I’ve been very depressed recently, I haven’t gone out the house since Tuesday (also as I’ve been ill with the flu).
I have clinical depression and my boyfriend has always been very supportive as I met him in treatment and understand eachother in that way. We have been together for a long time and I thought our love for eachother was indisputable, he’s 26 and he told me I was the one - and after an accident and a negative pregnancy test he was disappointed and we decided we wanted to have a child in a year or two. All his words ever were was ‘you’re the one, I love you to the core’.
Yesterday I woke up next to him and he said ‘I want a week apart, no talking - I love you and want to be with you but I need some time to myself’ we live together but technically its his flat so I had to go, I was confused and upset and annoyed it was such short notice and had to find somewhere to go. I was perhaps not as gracious in going as I could have been and he just went ‘I don’t think we should be together, I love you so much but I don’t think we should be together’ We’ve argued obviously in the past but our love is so strong, he has never said anything like that before. But as soon as he said it he said he didn’t mean it and that he just needed this week apart. Even though he only threatened it for a second, he has never done it before.

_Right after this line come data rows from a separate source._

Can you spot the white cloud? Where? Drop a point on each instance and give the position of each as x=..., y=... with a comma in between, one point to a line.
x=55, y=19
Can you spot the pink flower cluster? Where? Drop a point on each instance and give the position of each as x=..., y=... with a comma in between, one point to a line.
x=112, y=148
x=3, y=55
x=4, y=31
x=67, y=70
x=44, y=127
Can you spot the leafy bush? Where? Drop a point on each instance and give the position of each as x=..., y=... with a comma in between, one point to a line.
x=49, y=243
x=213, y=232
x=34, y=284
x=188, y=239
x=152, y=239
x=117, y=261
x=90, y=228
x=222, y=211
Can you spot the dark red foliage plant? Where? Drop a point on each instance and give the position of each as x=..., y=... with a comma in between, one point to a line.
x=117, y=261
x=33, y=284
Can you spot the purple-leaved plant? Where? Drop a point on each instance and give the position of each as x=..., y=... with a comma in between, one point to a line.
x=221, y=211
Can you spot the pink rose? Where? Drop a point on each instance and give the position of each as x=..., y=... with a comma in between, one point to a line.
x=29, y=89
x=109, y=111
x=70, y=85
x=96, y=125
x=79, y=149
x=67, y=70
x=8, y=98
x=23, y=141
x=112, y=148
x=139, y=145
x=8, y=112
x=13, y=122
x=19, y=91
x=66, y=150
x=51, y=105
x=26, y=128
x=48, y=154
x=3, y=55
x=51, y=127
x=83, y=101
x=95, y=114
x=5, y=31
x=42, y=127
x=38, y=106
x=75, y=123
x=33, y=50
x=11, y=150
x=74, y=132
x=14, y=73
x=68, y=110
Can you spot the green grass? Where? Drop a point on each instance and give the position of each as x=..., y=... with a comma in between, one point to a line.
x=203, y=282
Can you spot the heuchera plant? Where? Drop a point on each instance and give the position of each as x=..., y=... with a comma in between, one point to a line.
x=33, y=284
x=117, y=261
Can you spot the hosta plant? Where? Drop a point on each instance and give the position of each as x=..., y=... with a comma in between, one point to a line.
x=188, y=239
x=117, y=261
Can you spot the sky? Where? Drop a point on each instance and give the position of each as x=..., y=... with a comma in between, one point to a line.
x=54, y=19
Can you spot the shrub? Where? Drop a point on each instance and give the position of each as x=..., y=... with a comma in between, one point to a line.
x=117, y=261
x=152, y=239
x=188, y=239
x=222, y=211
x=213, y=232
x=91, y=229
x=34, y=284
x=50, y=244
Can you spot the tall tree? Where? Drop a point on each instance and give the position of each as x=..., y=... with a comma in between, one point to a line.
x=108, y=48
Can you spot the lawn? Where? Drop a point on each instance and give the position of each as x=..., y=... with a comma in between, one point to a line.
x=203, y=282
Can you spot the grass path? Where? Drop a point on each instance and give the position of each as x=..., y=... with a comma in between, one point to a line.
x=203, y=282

I agreed as there wasn’t a lot else I could do. But was very confused and I feel very vunerable. We then made love as he wanted to show me how much ‘he’s in love with me and is willing to make the relationship work’. I’m now at my aunts so confused, paranoid that he’ll decide he doesn’t want to be with me anymore. I feel so much pain, I’ve supported him so much - he’s an alcholic with an anxiety disorder and depression and I accepted and loved all of him, I want him to have my children someday, he says not to worry and at the end of the week he’ll have missed me like hell and he just wants tosee the woods from the trees.
He text me last night saying how special I am to him, and that it’s me and him and we make sense, we just need to work a it, but he’s dedicated to trying. I would usually feel secure with that, but he threatened leaving me, even if it was for a second. I’m so paranoid by the end of the week he’ll have decided he doesn’t want to be with me anymore - even though he says there’s no way it’s going to happen. But I feel sick with pain lonliness and fear.